PROVIDENCE, R.I. (WPRI) — In his first visit to the Senate Education Committee since becoming Providence superintendent, Dr. Javier Montañez made an impassioned case against legislation that would change the state takeover of the Providence public schools.

“I don’t beg, I don’t plead. But when it comes to my kids, I will do whatever it takes,” Montañez said. “This is not the time to make this change. Let us change. Let us show you. Let us prove people wrong.”

The change he opposes is being proposed by state Sen. Sam Zurier, D-Providence, who has been critical of certain facets of the state takeover of the city’s schools.

Zurier’s legislation would primarily make changes to the state’s procedures for taking over school districts in the future, amending the brief language in the Crowley Act that governs the process in order to create a different structure modeled on Massachusetts.

But the third section of his bill is what would apply to the current Providence schools takeover, and was the subject of most of the discussion at Wednesday night’s hearing.

That section of the bill would create a nine-member volunteer board of trustees to oversee the state’s turnaround of the Providence schools, which began in late 2019. The new board would have the power to approve high-level district hires, set district policy, review progress toward annual goals, and provide guidance on the turnaround.

In explaining the bill to the committee, Zurier pointed out that previous layers of bureaucracy required for making decisions — sometimes criticized as excessive — have now “collapsed” into just the state education commissioner and her appointed superintendent.

In practice, that means spending, hiring or policy decisions that were previously vetted publicly and required approval by one or more public bodies can now be decided by one person.

“This created a risk for error,” Zurier said. “Which sadly came to pass when former Superintendent [Harrison] Peters hired an administrator from Florida with a record of popping the toes of students.”

That now-former administrator, Olayinka Alege, was later arrested for forcibly rubbing a boy’s foot at a Warwick gym.

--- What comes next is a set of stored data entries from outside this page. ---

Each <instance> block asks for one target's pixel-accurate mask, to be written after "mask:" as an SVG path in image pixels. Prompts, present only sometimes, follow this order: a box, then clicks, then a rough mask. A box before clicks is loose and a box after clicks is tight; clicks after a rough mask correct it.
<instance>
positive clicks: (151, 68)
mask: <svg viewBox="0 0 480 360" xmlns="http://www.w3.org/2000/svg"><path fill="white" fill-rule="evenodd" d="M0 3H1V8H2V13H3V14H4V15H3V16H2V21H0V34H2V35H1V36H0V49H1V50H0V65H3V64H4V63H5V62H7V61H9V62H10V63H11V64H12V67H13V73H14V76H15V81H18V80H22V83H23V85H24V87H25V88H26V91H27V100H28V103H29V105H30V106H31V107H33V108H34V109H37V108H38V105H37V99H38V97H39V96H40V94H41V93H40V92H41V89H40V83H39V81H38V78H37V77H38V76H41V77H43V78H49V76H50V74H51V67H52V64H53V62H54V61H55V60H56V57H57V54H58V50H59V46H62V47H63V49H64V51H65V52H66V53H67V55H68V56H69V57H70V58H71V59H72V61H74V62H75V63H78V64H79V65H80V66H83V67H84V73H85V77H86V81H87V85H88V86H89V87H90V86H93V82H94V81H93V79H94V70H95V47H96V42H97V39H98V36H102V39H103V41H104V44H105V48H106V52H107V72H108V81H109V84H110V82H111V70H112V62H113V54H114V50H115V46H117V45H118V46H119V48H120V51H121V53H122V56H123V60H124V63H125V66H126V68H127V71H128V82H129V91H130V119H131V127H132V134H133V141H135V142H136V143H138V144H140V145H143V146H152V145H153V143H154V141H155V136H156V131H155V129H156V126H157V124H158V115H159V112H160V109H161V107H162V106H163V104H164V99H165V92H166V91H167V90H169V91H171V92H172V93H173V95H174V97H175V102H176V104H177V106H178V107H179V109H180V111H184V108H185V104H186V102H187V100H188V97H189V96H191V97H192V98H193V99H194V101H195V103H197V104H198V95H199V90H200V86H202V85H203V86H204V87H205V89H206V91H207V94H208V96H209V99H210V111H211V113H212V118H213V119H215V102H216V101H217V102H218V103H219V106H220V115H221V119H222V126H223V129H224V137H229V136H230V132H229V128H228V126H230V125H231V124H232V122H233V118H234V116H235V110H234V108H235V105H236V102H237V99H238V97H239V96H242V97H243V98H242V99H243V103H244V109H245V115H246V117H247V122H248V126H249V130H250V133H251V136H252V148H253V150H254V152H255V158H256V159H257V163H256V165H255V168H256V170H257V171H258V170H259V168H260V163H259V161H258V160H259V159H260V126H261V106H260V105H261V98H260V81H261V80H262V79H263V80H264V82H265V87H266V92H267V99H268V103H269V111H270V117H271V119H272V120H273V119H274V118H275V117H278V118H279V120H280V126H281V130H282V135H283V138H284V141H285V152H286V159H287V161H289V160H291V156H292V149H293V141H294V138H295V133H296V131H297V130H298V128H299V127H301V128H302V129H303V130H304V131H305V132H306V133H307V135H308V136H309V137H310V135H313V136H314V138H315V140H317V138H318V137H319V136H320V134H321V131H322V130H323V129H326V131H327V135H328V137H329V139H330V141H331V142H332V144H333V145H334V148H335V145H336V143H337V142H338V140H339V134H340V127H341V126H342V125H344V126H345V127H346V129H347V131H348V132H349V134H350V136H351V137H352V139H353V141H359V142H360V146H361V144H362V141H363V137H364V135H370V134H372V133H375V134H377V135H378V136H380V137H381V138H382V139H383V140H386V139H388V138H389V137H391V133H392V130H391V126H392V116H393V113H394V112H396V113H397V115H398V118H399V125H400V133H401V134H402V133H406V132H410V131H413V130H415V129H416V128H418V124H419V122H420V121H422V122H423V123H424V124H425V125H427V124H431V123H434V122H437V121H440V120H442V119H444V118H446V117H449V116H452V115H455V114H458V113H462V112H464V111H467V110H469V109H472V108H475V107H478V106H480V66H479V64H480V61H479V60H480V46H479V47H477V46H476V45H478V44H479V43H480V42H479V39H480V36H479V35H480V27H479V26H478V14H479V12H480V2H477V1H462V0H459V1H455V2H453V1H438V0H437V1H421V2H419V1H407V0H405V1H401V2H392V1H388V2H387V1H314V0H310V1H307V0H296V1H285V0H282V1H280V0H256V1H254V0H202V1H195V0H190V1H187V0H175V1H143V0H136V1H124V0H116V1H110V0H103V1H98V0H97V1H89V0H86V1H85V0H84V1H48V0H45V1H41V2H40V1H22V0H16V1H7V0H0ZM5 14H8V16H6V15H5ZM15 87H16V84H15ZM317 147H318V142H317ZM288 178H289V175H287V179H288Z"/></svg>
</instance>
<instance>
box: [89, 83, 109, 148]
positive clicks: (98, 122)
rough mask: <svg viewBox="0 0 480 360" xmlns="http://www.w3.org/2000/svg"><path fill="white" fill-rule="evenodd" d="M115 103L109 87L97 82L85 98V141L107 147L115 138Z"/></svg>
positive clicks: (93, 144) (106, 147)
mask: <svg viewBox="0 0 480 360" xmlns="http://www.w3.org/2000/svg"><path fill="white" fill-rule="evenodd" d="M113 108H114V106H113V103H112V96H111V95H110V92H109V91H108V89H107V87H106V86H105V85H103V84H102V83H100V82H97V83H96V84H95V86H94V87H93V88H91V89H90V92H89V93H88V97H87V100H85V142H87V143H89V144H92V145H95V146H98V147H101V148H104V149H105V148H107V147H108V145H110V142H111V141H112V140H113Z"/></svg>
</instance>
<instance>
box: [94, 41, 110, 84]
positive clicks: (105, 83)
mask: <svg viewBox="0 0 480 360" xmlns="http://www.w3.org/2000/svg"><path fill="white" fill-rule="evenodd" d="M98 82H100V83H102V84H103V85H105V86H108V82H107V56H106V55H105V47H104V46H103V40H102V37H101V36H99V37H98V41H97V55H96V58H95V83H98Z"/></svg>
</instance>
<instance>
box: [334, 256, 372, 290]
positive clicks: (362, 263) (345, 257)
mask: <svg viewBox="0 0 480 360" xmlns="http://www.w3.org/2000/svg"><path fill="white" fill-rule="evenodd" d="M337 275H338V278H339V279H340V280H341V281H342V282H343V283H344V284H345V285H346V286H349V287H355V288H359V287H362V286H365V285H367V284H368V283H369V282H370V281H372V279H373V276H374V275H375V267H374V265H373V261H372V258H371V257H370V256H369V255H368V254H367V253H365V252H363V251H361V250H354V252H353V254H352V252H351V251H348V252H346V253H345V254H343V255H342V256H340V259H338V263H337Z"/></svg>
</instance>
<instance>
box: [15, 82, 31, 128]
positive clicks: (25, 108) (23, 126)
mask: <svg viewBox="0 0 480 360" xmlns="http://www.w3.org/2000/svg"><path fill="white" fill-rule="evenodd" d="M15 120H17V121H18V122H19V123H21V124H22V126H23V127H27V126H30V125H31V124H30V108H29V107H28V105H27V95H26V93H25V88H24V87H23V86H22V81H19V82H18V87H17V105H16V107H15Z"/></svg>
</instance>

He was convicted of assault by a judge earlier this month and has appealed the verdict.

“Prior to the takeover, administrative hirings of this kind were reviewed by the Providence School Board,” Zurier said. “Had the School Board retained this responsibility, I believe they could have prevented this harm.”

The proposed legislation would also limit the length of the takeover to three years, and require Education Commissioner Angélica Infante-Green to seek permission from the new board to extend the turnaround by three more.

As it stands, Infante-Green has said she intends to extend the initial five-year term of the takeover to seven years, citing the pandemic as a significant impediment to achieving the original metrics laid out in the turnaround action plan, which was released in 2020.

Senate Oversight Committee Chairman Lou DiPalma, whose panel has been holding quarterly hearings about the Providence turnaround effort, expressed support for Zurier’s bill.

He pointed out that while the Crowley Act gives the power of taking over a district to the state’s Council on Elementary and Secondary Education, members of that board have delegated the powers to Infante-Green and do not actually approve or reject any hires, policies or the school budget in Providence. (The law actually uses the term “Board of Regents,” the old name for the council.)

“They’ve basically abdicated the responsibility of what they’re accountable to do by Rhode Island General Law,” DiPalma said.

But Montañez insisted that Providence has spent decades coming up with plans only to quickly abandon them, and said it was time to see the current takeover through without making changes.

“I heard that Massachusetts … they’re doing much better than Providence. But you know what’s the difference? They decided what their goals would be and stuck to those goals year after year,” Montañez said. “You know what we’re consistent with? We’re consistent with changing, changing, changing. And every time we change, our students suffer.”

He said the community created the turnaround action plan, and the district should continue on its current path to follow it.

“It hurts me when I hear that these changes want to come in just when we’re creating a foundation,” Montañez said.

Sen. Sandra Cano, a Pawtucket Democrat and chair of the Education Committee, noted the superintendent’s strong opposition to the bill but asked him to submit any suggested amendments.

“I think this committee would be interested in looking at those,” Cano said.

Providence Mayor Jorge Elorza submitted written testimony in support of most of the bill, but asked for two amendments. He recommended that the first part of bill — which would restructure future takeovers — should include clear power for the R.I. Department of Education to alter teachers’ contracts if they take over a school district.

Elorza also suggested that instead of creating a new board of trustees to oversee the Providence schools — which would be dissolved when the schools return to city control — the legislation should empower an existing public body such as the Providence School Board to do that oversight work.